Several weeks ago, I discussed a paper that showed how parallel data between two languages can be used to improve unsupervised translation between one of the two languages and a third one. This week, I will have a look at a similar idea applied in a different context. I am going to talk about multimodal translation: translation of image captions when you also have access to the original image. Multimodal translation was my Ph.D. topic, so I love to read any news from this topic.
In the paper I am going to discuess today, the setup is slightly different: we have monolingual data in two languages, but in addition to that, we have captioned images in the languages, but no parallel data. The goal is to learn to translate between the languages. The title of the paper that attempts to solve this task is Unsupervised Multimodal Neural Machine Translation with Pseudo Visual Pivoting, it has authors from CMU and Monash University and will appear at this year’s virtual ACL.
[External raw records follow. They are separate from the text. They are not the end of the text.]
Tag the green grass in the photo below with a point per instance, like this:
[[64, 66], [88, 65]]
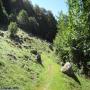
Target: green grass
[[18, 67]]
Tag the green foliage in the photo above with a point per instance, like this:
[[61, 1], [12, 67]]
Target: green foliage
[[22, 17], [33, 25], [72, 40], [13, 28]]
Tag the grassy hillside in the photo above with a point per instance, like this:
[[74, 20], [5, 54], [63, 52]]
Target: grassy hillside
[[19, 69]]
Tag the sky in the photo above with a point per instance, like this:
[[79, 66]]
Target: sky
[[54, 5]]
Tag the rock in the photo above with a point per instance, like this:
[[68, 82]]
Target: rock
[[67, 68]]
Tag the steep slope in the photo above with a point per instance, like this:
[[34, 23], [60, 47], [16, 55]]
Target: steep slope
[[20, 70]]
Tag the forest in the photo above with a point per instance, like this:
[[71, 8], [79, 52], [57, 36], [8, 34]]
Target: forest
[[35, 46]]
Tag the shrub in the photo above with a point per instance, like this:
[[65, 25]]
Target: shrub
[[12, 27], [22, 19]]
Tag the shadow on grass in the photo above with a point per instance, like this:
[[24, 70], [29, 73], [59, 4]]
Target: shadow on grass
[[73, 76]]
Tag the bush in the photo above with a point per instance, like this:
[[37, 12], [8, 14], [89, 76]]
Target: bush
[[23, 20], [33, 25], [12, 27]]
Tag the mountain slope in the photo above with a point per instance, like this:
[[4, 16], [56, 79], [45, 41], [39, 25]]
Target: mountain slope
[[19, 69]]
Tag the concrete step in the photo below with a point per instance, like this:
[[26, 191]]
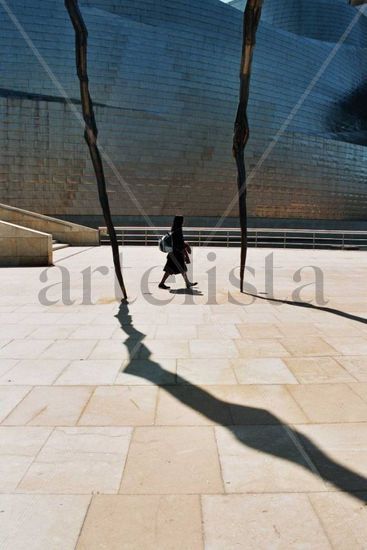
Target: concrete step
[[58, 246]]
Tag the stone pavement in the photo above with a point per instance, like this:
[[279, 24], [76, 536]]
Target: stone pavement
[[214, 420]]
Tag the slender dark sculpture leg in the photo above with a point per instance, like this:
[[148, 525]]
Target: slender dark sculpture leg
[[91, 131], [251, 21]]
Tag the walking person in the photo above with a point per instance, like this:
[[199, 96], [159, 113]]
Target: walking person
[[177, 259]]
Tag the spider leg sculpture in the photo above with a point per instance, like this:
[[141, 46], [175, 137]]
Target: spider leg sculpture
[[91, 131], [251, 21]]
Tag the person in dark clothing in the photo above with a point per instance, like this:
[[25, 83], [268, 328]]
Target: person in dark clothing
[[176, 260]]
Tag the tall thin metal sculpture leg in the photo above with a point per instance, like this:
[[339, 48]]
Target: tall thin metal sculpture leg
[[91, 131], [251, 21]]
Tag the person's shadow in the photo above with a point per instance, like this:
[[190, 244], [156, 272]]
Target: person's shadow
[[249, 425]]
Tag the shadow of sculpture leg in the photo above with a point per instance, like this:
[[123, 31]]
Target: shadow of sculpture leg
[[249, 425]]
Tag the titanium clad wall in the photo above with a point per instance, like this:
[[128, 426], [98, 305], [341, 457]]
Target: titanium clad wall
[[164, 78]]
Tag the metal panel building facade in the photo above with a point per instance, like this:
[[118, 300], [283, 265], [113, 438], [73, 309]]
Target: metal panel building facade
[[164, 77]]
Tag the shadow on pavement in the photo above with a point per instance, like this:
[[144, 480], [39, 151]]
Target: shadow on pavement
[[311, 306], [250, 425]]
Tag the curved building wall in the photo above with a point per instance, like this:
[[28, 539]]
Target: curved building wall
[[164, 78]]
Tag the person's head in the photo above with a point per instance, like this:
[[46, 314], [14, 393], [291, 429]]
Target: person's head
[[177, 222]]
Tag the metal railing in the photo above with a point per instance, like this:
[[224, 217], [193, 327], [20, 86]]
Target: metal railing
[[257, 237]]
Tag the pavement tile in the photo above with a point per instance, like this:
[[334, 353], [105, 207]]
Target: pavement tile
[[6, 365], [41, 522], [331, 403], [186, 456], [18, 447], [190, 406], [355, 365], [318, 370], [348, 345], [168, 332], [308, 346], [216, 348], [50, 406], [16, 331], [339, 453], [259, 330], [360, 388], [79, 461], [9, 399], [264, 522], [158, 372], [343, 517], [34, 372], [24, 349], [51, 332], [142, 521], [260, 404], [167, 349], [211, 331], [205, 371], [108, 350], [69, 349], [90, 372], [91, 332], [263, 460], [263, 371], [260, 347], [121, 406]]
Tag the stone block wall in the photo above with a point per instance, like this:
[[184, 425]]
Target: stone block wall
[[164, 77], [21, 247]]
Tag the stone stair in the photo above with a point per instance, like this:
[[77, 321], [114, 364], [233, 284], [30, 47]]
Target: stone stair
[[56, 245]]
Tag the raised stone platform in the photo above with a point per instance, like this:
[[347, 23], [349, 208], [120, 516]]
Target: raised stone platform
[[211, 419]]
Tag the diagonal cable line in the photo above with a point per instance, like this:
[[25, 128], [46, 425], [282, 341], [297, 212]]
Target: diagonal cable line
[[291, 115], [73, 108]]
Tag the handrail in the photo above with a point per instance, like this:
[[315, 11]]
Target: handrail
[[257, 237]]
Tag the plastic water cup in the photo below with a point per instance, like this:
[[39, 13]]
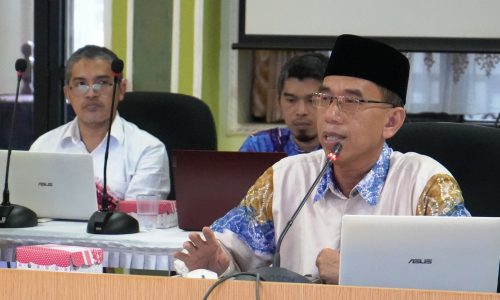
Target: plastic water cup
[[147, 211]]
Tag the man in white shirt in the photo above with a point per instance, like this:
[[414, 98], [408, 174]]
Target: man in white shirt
[[359, 105], [137, 161]]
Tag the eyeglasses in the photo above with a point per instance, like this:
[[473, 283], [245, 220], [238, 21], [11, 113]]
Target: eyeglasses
[[97, 87], [345, 104]]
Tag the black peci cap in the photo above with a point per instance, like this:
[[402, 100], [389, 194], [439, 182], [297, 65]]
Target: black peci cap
[[371, 60]]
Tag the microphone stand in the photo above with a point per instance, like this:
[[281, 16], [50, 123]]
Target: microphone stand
[[12, 215], [275, 272], [104, 221]]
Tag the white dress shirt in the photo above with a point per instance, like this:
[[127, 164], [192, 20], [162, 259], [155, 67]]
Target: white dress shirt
[[137, 161]]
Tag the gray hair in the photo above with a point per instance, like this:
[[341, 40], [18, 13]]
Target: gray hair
[[89, 52]]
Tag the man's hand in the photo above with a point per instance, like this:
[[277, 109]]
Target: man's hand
[[204, 253], [328, 262]]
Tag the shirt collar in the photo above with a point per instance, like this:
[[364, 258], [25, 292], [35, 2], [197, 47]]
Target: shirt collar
[[73, 132], [295, 147], [369, 187]]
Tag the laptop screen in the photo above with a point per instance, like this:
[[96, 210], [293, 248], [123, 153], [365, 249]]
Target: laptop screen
[[443, 253], [53, 185], [210, 183]]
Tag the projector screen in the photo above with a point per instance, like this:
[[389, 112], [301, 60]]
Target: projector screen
[[425, 25]]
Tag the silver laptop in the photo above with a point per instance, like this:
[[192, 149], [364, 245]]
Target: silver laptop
[[439, 253], [53, 185]]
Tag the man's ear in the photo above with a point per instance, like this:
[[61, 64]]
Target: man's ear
[[122, 88], [395, 119], [66, 93]]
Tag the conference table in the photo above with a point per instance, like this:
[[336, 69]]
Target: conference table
[[151, 250]]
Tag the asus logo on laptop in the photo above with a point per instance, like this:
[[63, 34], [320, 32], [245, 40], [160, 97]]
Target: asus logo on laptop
[[424, 261]]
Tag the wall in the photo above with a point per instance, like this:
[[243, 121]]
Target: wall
[[179, 46]]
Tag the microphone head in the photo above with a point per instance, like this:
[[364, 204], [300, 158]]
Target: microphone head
[[332, 156], [21, 65], [117, 66]]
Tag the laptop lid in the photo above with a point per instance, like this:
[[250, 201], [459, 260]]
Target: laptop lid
[[209, 183], [53, 185], [441, 253]]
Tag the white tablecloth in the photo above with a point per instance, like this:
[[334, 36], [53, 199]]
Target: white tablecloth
[[144, 250]]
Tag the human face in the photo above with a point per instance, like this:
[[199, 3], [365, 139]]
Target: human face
[[297, 110], [93, 108], [362, 133]]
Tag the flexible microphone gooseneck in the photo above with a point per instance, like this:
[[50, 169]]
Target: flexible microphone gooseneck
[[104, 221], [275, 272], [12, 215]]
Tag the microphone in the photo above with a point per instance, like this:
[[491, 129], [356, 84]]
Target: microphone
[[275, 272], [104, 221], [12, 215]]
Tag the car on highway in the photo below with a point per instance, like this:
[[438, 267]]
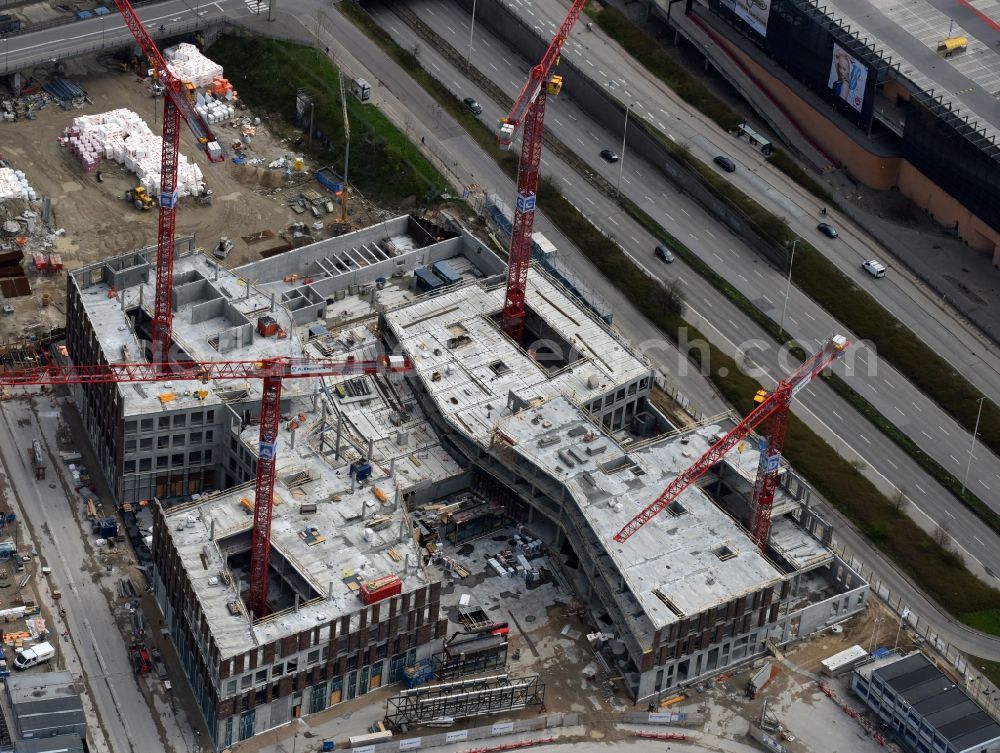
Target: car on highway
[[874, 267], [725, 163]]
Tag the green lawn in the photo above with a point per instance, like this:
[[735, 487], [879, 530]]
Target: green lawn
[[385, 166]]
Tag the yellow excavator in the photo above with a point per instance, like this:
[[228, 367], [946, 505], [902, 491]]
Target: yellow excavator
[[139, 197]]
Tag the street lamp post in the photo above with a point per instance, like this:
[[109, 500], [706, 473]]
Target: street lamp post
[[788, 285], [472, 28], [621, 161], [972, 447]]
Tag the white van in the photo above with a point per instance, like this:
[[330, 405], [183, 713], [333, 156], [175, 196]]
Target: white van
[[37, 654], [874, 267]]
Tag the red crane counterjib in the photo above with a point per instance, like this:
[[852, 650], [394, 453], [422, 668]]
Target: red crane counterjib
[[279, 368], [540, 72], [174, 86], [776, 401]]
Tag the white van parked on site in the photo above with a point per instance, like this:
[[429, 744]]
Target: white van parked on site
[[37, 654]]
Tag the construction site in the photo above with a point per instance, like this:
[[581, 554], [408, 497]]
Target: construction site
[[383, 455]]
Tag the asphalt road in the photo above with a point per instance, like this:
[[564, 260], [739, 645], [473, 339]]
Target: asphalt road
[[849, 433], [96, 647]]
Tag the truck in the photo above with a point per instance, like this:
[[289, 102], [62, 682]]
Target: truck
[[30, 657]]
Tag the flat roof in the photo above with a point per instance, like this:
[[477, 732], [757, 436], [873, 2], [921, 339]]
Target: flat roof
[[695, 558], [934, 696], [339, 550], [468, 365]]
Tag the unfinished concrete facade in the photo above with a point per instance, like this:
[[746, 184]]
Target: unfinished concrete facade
[[558, 430]]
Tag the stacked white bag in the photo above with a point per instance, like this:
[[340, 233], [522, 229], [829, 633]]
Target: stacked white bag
[[187, 63], [123, 136], [14, 185]]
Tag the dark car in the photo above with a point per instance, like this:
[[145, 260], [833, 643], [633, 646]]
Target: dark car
[[828, 230], [725, 163], [663, 254]]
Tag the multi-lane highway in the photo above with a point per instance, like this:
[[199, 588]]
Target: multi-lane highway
[[847, 431]]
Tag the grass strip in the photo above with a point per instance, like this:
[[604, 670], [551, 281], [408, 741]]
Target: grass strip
[[392, 169], [758, 216], [814, 274], [940, 573]]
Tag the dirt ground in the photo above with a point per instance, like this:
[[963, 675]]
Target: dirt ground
[[98, 222]]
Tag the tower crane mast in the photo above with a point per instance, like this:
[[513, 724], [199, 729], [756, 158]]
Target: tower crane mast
[[271, 370], [774, 407], [176, 105], [528, 113]]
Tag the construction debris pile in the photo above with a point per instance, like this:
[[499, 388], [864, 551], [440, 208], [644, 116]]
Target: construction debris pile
[[187, 63], [14, 185], [123, 136]]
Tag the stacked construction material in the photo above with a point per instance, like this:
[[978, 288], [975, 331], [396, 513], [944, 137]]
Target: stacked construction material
[[188, 64], [14, 185], [123, 136]]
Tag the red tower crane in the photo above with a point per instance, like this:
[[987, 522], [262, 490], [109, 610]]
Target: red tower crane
[[528, 112], [272, 371], [175, 106], [774, 407]]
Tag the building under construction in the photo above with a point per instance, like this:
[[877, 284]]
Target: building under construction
[[557, 432]]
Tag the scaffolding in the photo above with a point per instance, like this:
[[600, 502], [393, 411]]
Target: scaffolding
[[464, 698]]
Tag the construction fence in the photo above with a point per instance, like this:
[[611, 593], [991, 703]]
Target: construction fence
[[975, 683]]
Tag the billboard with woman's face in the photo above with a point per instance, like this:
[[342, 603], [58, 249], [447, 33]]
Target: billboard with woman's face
[[848, 77]]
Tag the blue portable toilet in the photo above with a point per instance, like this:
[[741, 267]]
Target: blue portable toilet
[[446, 272]]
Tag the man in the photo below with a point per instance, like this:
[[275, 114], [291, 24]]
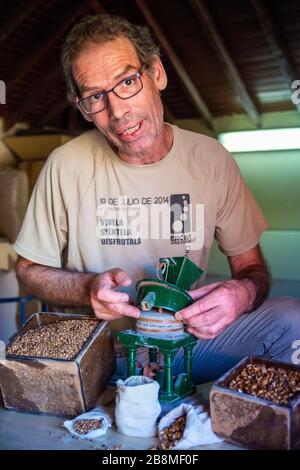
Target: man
[[80, 220]]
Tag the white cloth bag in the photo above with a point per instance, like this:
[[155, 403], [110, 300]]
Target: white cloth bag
[[197, 430], [137, 406]]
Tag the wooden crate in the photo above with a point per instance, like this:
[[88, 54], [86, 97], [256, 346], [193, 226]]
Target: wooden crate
[[251, 421], [58, 386]]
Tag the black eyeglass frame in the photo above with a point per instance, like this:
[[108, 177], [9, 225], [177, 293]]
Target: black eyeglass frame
[[137, 74]]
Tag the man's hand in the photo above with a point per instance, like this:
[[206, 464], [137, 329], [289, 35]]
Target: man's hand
[[107, 303], [215, 307], [219, 304]]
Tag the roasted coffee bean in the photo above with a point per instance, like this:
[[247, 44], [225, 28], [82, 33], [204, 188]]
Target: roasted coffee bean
[[275, 384], [170, 436], [83, 426]]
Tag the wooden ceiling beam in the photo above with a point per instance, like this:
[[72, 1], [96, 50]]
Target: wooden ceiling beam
[[15, 16], [58, 108], [184, 77], [96, 7], [222, 53], [31, 57], [276, 44], [36, 94]]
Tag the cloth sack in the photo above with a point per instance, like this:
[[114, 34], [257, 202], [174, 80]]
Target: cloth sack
[[197, 429], [98, 412], [137, 406]]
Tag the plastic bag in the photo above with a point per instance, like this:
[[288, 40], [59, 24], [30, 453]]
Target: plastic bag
[[197, 430], [78, 428], [137, 406]]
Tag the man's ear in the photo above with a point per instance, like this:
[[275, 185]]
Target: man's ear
[[87, 117], [159, 74]]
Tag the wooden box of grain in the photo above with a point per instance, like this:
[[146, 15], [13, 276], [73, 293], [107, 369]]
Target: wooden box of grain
[[258, 421], [58, 386]]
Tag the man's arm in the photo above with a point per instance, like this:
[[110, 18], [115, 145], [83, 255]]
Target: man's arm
[[60, 287], [218, 305]]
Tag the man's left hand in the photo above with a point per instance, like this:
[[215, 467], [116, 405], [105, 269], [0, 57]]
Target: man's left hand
[[215, 307]]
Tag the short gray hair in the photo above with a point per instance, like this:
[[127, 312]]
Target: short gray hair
[[100, 29]]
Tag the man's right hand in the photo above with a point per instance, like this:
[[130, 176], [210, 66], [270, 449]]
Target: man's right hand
[[107, 303]]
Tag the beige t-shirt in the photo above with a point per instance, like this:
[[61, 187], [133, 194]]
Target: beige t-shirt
[[90, 211]]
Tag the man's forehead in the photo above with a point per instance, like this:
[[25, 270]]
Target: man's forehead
[[105, 61]]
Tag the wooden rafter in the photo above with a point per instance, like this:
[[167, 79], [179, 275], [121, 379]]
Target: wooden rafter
[[41, 47], [15, 17], [184, 77], [53, 111], [96, 7], [225, 58], [275, 43], [36, 94]]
The main idea of the paper following: in the described data setup, we can train image captioning in both languages. Using the image captioning system, they can generate synthetic source sentences and use them to train a multimodal translation system using both image and source sentence as its input.
And these translation systems can be used to generate another synthetic data for standard back-translation (in the paper, they call it quite cryptically Pivoted Captioning for Back-Translation).
And besides, they add a third artificial task to keep everything together. They want captions of the same image to be translations of each other, i.e., get a high probability in the translation model (this is called Pivoted Captioning for Paired-Translation).
Everything sounds like a very straightforward application of ideas that are around for quite a while, but it has a secrete ingredient that makes it work efficiently. It is the way they represent the image that they call “Visual-Semantic Embedding”. They run an object detector for the images and represent each object by the penultimate layer of the object detection network. Then, they learn a projection of the object representations such that hidden states of the text encoder can be expressed as a linear combination of the projected object representations.
Compared to the standard unsupervised translation that relies on iterative back-translation, this way of training improves the translation quality quite a lot. On the other hand, the standard unsupervised methods are designed to work with much larger datasets and these data come from a quite narrow domain. When they integrate this training machinery into a supervised learning setup in addition to standard training examples, they reach the state-of-the-art results.
We can of course object, that these results only hold for the Multi30k dataset that consists mostly of simple sentences that use only concepts that do have a visual counterpart which is indeed a limited use language. Sentences like: “I am hungry.”, “I cannot have your pain.” or “All human beings are born free and equal in dignity and rights.” have no direct visual representation (in the sense that there is no photograph that could be captioned like this).
However, I believe that being able to ground even the simple concepts in vision has the potential to help to get truly multilingual language representations. The famous book Metaphors we live by promotes the idea that all concepts are partially understood in terms of other concepts and ultimately grounded in basic physical experience. Complex and abstract words are understood in terms of a more familiar concept that we have more direct experience with. For instance, a rational argument is partially understood as a war: you can attack your opponent, partially as a journey: it can lead nowhere, and partially as other concepts. If we succeed in grounding the basic concepts in the visual modality in a language-agnostic way, this might be the representation that we might use to build multilingual models covering even more abstract corners of human languages.